# A NICE LITTLE RUN AROUND FOR WINTER



## robokn (Feb 21, 2006)

Well people what do you think???

http://cgi.ebay.co.uk/The-Unique-TVR-Ce ... dZViewItem


----------



## YELLOW_TT (Feb 25, 2004)

Very nice but you could get a bit cold standing on the hard sholder waiting for ths AA :wink: :lol:


----------



## TeeTees (Mar 9, 2006)

I'd love a drive, but couldn't afford to re-fuel it let alone buy it !!


----------



## jbell (May 15, 2006)

Peter Wheelers car, he took it home once :wink: (nuff said)


----------



## J55TTC (Apr 25, 2005)

Looks far too Max Power IMHO


----------



## robokn (Feb 21, 2006)

i think that there has been alot more thought gone into that car than anything that has graced the pages of Max


----------



## rustyintegrale (Oct 1, 2006)

Hate the colour... :lol:

Cheers

Rich


----------



## J55TTC (Apr 25, 2005)

robokn said:


> i think that there has been alot more thought gone into that car than anything that has graced the pages of Max


Oh absolutely!

I bet all the grilles, intakes and spoilers are functional, but it still looks like something on the cover of Max Power!

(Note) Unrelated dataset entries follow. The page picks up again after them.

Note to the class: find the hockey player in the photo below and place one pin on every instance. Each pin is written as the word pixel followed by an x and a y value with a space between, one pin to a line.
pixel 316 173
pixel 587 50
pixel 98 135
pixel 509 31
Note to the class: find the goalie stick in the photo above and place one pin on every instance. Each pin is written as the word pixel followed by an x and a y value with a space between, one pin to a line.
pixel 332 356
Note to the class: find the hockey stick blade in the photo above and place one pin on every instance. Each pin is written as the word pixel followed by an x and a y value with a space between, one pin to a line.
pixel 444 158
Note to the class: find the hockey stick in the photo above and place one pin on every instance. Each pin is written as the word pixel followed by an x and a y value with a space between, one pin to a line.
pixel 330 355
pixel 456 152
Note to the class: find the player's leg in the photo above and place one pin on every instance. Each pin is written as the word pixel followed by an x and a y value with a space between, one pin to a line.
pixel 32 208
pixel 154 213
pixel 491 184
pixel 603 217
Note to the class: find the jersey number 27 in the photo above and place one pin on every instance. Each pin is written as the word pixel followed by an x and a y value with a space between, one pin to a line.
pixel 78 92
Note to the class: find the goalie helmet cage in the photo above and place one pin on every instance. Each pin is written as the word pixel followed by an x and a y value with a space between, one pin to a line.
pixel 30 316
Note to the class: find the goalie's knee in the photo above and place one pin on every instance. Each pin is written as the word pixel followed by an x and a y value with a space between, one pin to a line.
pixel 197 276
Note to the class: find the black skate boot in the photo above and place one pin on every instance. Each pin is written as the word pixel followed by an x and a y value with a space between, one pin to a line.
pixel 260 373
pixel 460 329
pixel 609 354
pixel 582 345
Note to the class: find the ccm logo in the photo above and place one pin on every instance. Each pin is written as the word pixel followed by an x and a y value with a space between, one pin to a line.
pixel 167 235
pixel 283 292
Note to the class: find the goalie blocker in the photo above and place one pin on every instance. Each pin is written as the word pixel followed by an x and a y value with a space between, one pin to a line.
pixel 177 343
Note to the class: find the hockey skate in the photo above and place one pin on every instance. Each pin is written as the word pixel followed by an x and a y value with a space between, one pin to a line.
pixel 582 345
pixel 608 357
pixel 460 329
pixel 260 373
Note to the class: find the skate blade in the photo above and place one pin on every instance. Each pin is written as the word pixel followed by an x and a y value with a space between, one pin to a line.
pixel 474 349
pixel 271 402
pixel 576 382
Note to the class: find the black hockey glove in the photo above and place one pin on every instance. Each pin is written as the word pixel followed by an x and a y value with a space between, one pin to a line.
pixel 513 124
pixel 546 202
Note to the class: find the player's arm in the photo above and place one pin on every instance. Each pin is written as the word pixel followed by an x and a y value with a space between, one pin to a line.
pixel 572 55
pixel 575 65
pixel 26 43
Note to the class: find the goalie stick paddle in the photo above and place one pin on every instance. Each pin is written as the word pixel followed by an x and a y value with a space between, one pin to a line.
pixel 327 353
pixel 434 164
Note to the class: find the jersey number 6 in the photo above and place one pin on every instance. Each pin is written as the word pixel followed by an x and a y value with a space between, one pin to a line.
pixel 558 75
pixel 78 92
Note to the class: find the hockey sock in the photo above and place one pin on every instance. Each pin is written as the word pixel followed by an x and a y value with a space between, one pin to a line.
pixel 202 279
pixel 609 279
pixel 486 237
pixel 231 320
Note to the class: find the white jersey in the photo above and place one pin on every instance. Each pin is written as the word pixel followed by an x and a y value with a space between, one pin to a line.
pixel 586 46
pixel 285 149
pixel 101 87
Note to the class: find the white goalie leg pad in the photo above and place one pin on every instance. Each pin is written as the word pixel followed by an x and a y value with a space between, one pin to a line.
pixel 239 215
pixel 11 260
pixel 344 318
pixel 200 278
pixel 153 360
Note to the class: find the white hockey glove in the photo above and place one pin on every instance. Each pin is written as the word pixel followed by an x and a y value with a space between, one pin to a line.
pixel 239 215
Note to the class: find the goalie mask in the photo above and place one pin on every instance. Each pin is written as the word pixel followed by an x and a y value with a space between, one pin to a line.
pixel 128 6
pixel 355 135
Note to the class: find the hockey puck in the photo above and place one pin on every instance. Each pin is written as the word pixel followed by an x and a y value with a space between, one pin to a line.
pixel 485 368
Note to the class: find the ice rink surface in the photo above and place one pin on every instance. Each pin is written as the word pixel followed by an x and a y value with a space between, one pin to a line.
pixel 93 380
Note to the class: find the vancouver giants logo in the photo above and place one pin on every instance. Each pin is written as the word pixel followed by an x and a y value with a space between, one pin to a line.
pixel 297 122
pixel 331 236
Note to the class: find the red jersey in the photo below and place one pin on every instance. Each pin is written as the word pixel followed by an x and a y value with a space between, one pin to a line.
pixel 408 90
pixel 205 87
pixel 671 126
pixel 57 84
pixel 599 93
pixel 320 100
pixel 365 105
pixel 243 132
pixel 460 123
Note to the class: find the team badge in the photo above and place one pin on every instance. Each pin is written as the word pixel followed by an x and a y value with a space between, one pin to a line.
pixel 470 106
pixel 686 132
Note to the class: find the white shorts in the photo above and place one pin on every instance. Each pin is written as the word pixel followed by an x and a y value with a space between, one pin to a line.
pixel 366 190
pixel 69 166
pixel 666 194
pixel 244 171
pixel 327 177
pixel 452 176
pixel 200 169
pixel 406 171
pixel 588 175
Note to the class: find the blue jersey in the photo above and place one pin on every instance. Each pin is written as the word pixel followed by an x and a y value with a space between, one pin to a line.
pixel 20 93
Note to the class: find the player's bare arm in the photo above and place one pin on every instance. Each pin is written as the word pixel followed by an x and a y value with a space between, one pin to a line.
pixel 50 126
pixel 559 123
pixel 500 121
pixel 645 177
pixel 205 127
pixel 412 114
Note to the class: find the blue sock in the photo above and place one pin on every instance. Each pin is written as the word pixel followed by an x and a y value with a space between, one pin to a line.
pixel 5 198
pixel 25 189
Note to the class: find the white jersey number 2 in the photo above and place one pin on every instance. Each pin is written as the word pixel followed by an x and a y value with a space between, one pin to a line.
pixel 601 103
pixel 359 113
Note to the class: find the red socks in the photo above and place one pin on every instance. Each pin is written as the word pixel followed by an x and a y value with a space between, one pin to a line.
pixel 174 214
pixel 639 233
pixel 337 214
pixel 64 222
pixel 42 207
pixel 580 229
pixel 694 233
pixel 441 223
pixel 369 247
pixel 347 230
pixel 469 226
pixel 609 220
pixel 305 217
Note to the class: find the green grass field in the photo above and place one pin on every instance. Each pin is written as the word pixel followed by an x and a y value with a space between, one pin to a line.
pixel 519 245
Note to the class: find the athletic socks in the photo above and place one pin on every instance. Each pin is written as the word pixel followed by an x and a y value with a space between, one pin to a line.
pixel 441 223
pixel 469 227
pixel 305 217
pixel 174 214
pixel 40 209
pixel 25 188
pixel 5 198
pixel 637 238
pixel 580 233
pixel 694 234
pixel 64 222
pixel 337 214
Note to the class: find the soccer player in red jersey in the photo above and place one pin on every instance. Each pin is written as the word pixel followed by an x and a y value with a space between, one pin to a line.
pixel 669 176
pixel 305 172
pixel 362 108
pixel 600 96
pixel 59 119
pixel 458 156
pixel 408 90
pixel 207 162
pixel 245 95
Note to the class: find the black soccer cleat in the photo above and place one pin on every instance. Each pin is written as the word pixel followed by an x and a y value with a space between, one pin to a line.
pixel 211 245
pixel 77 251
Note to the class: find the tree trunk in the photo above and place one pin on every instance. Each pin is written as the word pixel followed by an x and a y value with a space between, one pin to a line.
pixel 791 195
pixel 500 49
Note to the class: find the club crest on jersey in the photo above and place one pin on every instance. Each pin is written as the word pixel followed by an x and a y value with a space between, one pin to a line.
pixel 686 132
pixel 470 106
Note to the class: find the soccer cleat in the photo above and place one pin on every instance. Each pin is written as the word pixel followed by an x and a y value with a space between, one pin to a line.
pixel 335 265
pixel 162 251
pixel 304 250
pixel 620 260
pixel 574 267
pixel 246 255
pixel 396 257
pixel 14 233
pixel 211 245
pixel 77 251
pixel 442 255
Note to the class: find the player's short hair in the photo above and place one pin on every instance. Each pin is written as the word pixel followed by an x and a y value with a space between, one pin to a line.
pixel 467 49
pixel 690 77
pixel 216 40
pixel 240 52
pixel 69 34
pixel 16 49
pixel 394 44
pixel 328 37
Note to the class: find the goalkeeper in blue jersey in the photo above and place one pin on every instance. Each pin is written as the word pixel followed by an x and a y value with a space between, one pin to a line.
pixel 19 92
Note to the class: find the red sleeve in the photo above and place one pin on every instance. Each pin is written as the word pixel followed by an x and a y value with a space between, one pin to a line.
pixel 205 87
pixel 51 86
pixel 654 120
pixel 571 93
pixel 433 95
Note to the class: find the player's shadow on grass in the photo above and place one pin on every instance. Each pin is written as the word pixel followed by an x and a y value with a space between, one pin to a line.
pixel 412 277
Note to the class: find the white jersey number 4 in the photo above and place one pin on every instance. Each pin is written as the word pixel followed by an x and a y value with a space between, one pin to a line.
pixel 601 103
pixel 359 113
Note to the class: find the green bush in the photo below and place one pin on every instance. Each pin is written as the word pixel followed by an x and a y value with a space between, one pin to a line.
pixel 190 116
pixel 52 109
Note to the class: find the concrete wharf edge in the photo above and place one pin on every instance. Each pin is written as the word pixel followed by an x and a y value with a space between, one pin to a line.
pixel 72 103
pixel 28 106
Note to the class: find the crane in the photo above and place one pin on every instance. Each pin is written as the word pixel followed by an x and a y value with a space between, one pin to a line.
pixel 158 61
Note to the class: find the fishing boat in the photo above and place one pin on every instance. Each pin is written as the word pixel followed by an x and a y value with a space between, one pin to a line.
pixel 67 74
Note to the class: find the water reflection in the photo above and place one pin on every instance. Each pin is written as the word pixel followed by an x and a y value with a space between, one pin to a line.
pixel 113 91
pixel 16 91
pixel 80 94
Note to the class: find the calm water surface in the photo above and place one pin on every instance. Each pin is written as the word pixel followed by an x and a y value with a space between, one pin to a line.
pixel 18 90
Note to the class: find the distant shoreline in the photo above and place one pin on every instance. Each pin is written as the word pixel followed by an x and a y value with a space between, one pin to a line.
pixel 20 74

In fact Im sure I saw that big ef-off spoiler on the back of a nova the other day :lol:


----------



## John C (Jul 5, 2002)

Not bad for a Mk1 but personally I'll be waiting for the Mk2 version because that will be in Green. :roll:


----------



## GW1970 (Jul 4, 2005)

Nice little run around :roll:

er..no thanks, just look at that spoiler!


----------



## L7 (Aug 27, 2004)

Just went to place a bid  then decided it wasn't my cup of tea :lol:


----------



## Private Prozac (Jul 7, 2003)

Oh, please. Like you'd stick a car like that on e-bay!! :roll:


----------